I shared recently how lucky I am to live in a place that gives me the opportunity to mark important National occasions. One of those places is the Smithsonian National Air and Space Museum. The Udvar-Hazy Center is the museum’s annex at Dulles Airport, and houses examples of some of the most important aircraft of World War II. They also are currently showing a fantastic film, D-Day: Normandy 1944. It is exceptionally well done, with incredible graphics blended with live action and tells the story of what happened on that day and how it unfolded in a way that’s compelling and easy to understand, but also very informative even for those who have read much on the subject. I learned quite a bit in this 43-minute long feature.

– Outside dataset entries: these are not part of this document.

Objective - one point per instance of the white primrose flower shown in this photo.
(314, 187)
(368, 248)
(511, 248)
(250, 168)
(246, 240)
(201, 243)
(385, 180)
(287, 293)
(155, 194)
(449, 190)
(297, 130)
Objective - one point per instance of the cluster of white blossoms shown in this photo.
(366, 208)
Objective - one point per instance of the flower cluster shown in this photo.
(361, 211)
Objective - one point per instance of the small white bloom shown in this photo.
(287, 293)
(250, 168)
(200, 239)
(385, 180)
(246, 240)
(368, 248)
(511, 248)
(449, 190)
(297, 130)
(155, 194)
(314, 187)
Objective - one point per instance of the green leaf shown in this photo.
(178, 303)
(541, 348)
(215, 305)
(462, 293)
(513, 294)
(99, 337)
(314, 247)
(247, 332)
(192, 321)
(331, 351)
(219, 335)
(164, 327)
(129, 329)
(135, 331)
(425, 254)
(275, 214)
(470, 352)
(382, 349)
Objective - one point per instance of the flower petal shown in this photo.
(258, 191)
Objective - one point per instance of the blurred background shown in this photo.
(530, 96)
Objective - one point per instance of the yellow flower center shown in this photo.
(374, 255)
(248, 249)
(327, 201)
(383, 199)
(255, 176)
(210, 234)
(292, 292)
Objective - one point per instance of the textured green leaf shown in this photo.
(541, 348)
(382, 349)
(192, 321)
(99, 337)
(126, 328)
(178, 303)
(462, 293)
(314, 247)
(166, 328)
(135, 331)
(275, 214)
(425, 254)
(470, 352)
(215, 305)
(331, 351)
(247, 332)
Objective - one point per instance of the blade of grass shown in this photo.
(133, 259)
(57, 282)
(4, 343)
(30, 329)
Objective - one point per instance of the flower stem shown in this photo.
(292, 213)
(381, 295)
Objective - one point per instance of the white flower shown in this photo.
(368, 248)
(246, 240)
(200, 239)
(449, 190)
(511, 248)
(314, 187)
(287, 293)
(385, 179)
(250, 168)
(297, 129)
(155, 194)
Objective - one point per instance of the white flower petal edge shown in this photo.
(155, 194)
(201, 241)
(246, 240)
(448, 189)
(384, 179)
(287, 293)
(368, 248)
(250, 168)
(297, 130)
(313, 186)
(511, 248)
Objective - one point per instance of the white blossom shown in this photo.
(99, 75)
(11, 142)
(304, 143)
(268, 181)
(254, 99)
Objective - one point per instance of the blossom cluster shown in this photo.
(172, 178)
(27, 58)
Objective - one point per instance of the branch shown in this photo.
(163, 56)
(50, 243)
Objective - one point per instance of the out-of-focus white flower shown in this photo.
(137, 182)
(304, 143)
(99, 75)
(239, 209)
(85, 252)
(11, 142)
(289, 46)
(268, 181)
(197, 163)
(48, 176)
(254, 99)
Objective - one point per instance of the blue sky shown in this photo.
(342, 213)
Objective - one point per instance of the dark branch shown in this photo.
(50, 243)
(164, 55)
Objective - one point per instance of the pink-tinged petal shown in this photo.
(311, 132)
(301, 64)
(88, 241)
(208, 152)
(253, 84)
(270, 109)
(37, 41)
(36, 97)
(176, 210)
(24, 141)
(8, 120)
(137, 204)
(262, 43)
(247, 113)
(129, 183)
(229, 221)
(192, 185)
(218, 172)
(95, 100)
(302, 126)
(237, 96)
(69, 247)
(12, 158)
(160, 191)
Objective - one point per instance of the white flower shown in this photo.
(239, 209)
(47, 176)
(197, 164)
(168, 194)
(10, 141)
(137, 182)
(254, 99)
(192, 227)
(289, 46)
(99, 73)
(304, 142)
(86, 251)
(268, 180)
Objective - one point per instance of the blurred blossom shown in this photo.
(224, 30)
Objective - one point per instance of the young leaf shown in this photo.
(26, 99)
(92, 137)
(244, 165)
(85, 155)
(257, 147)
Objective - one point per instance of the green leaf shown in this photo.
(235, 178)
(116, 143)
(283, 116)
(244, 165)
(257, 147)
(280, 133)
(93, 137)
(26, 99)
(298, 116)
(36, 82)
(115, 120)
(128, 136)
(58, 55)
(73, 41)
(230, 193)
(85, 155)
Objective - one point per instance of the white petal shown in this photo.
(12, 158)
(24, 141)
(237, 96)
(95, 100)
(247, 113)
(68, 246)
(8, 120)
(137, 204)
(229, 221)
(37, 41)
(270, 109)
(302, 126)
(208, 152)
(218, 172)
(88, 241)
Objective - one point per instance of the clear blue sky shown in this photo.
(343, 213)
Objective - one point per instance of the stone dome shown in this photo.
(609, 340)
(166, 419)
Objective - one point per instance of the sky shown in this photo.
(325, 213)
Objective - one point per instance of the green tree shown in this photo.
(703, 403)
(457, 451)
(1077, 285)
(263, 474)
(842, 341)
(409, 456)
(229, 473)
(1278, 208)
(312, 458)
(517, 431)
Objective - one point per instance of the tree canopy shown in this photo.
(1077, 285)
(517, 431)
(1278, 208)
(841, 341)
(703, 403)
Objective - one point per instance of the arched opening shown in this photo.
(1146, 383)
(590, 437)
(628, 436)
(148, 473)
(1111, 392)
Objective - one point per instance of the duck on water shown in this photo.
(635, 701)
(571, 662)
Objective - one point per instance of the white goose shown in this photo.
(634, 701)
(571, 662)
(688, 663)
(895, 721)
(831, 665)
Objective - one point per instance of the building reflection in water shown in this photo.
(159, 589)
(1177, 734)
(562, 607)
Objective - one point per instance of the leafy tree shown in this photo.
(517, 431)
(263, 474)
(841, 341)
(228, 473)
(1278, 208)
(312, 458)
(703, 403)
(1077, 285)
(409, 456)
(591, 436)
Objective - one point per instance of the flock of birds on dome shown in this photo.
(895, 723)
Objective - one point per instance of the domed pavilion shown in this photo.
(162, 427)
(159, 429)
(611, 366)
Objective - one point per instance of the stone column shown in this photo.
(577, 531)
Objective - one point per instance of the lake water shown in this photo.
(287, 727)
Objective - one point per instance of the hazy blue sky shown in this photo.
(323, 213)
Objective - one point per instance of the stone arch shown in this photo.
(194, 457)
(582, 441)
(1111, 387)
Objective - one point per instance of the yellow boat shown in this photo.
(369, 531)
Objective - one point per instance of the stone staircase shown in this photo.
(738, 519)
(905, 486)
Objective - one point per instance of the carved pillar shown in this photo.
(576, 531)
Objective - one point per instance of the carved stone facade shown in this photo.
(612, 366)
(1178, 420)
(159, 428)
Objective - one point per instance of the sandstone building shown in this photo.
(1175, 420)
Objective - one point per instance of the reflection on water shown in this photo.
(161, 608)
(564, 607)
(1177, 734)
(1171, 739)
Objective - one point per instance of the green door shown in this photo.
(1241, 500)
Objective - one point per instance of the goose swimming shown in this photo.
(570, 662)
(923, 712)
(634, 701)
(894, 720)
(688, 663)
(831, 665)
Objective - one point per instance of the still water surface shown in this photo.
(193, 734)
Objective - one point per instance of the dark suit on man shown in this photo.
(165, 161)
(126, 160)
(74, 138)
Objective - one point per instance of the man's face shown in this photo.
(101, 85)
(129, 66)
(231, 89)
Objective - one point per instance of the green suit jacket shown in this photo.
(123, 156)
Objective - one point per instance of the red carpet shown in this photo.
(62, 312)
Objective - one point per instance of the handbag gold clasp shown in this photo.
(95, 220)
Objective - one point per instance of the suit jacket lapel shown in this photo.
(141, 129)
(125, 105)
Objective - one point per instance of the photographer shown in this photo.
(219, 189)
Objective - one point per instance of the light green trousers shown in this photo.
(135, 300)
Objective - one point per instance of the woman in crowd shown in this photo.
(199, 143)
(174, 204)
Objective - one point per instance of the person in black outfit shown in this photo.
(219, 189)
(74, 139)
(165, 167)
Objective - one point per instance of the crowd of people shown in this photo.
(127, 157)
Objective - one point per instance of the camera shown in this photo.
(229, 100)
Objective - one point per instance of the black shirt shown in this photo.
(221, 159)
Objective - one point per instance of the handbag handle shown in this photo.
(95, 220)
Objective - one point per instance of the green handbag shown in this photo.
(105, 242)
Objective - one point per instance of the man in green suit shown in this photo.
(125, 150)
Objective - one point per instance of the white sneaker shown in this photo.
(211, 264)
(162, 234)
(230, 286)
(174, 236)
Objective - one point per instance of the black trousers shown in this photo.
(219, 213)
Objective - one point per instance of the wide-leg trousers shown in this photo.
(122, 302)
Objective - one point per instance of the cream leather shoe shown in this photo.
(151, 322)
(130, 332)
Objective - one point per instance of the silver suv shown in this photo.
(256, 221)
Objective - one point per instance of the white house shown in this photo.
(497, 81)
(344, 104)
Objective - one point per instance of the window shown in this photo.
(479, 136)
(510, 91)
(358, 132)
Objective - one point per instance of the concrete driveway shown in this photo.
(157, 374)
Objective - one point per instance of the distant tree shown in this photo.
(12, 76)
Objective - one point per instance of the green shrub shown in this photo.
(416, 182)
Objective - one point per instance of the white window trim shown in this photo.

So if you can get out this month to either the Dulles Air and Space Museum or the original one in Washington, DC, I highly recommend seeing this in the Imax format. It’s absolutely appropriate for kids. While I still don’t think it’s possible to wrap your brain around what that beach was like seventy years ago, it’s good to be reminded that real, regular people did astounding, brave things, and in doing so, secured a future so bright and prosperous that those who live in it — through no fault of their own — are incapable of comprehending what it took to get here. Then enjoy the proud history on display in the museum, it is a spacious, well-designed museum you could easily spend half a day in. Flight simulators are there to try (though I haven’t been in one yet), as well as neat kiosks throughout the space where you can see the view from the cockpit of most any plane there.
I started my visit with the on screen telling of our bloody start to the war. And I ended it with the last thing I always stop and gaze upon when I’m here, the B-29 Superfortress that ended it.
God bless the Greatest Generation, and those courageous, terrified young men that took that blood soaked beach, and made everything that followed, to this day, possible.